Path Access with Colon Notation (:)

You access keys inside VARIANT data with colon notation (:). Use dot notation (.) for nested objects and bracket notation ([]) for array elements.

-- Accessing top-level keys
SELECT
  payload:user_id::INT       AS user_id,
  payload:action::STRING     AS action
FROM raw.events;

-- Accessing nested objects
SELECT
  payload:metadata.source::STRING  AS source,
  payload:metadata.version::STRING AS api_version
FROM raw.events;

-- Accessing array elements (0-indexed)
SELECT
  payload:items[0].sku::STRING   AS first_sku,
  payload:items[0].price::NUMBER AS first_price
FROM raw.events;

Without an explicit cast using :: (the cast operator), the result stays as VARIANT. You must cast whenever you use the value in a WHERE clause or a JOIN.

Unnesting Arrays with LATERAL FLATTEN

LATERAL FLATTEN is the function that expands arrays and objects inside a VARIANT into rows.
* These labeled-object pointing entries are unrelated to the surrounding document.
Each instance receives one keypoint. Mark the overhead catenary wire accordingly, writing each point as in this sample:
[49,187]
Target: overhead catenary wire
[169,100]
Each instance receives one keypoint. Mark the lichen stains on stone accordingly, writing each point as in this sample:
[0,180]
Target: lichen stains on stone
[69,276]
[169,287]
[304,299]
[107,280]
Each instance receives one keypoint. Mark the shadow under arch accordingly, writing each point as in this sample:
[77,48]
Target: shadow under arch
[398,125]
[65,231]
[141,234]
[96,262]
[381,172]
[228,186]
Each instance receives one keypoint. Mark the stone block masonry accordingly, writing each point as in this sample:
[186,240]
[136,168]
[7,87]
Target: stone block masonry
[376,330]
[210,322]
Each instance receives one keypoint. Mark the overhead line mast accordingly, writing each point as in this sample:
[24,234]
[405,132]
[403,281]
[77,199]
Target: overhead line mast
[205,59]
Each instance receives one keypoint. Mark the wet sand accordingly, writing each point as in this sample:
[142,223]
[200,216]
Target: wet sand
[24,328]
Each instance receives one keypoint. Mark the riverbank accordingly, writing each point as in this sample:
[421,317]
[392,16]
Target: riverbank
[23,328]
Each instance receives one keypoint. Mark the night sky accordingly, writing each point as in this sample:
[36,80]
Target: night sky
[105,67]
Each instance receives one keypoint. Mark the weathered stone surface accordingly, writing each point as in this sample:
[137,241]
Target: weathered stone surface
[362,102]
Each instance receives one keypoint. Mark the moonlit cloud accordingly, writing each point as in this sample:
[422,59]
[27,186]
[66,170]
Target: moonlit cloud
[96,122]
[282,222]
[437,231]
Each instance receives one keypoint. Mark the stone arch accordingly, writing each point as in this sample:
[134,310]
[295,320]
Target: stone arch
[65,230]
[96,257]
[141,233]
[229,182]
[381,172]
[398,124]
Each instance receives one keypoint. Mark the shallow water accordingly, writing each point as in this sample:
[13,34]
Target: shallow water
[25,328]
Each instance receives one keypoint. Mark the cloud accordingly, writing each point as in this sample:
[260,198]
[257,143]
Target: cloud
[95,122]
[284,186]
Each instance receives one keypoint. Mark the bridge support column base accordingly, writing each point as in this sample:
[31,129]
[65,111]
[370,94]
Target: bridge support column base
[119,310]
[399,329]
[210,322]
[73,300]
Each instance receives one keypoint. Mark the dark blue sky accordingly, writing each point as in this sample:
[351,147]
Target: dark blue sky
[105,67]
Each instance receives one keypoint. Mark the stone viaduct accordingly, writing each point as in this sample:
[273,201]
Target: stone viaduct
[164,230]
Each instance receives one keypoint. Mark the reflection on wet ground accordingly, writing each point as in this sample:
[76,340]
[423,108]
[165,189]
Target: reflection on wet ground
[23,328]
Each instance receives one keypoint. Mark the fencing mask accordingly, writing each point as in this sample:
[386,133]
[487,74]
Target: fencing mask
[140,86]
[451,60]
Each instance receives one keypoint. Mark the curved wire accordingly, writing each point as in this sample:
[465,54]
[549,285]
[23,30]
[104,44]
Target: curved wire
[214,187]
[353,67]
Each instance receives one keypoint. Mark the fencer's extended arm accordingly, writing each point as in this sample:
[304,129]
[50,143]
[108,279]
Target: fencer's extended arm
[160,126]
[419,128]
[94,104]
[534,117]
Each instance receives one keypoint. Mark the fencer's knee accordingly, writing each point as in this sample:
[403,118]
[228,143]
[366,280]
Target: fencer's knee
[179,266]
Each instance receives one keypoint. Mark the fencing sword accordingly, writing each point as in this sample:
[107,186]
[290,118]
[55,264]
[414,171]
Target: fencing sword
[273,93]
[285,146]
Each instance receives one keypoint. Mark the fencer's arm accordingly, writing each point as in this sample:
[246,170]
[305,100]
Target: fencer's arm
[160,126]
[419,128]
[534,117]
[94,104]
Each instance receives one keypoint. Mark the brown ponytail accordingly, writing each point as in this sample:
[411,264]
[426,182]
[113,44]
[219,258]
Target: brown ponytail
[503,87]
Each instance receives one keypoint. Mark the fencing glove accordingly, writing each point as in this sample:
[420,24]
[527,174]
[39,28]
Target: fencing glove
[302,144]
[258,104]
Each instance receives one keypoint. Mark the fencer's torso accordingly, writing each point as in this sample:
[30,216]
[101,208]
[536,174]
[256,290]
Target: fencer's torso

It is the standard way to convert JSON array elements into a relational, one-row-per-element form.

-- Expand each item in the array into its own row
SELECT
  e.event_id,
  e.payload:user_id::INT    AS user_id,
  f.index                   AS item_index,
  f.value:sku::STRING       AS sku,
  f.value:qty::INT          AS quantity,
  f.value:price::NUMBER     AS price
FROM raw.events e,
  LATERAL FLATTEN(INPUT => e.payload:items) f;

FLATTEN Output Columns

ColumnDescription
SEQSequence number of the input record
KEYObject key name (NULL for arrays)
PATHPath string to the element
INDEXArray index (0-based)
VALUEThe expanded value (VARIANT)
THISThe entire source array/object being expanded

Unnesting Multiple Levels

-- Two-level unnesting (orders -> items)
SELECT
  o.value:order_id::INT      AS order_id,
  i.value:product::STRING    AS product,
  i.value:amount::NUMBER     AS amount
FROM raw.batch_data d,
  LATERAL FLATTEN(INPUT => d.payload:orders) o,
  LATERAL FLATTEN(INPUT => o.value:items) i;

Building Objects with OBJECT_CONSTRUCT

OBJECT_CONSTRUCT builds a VARIANT JSON object out of relational columns. Use it for data unloads (exporting as JSON) and for generating payloads to send to APIs.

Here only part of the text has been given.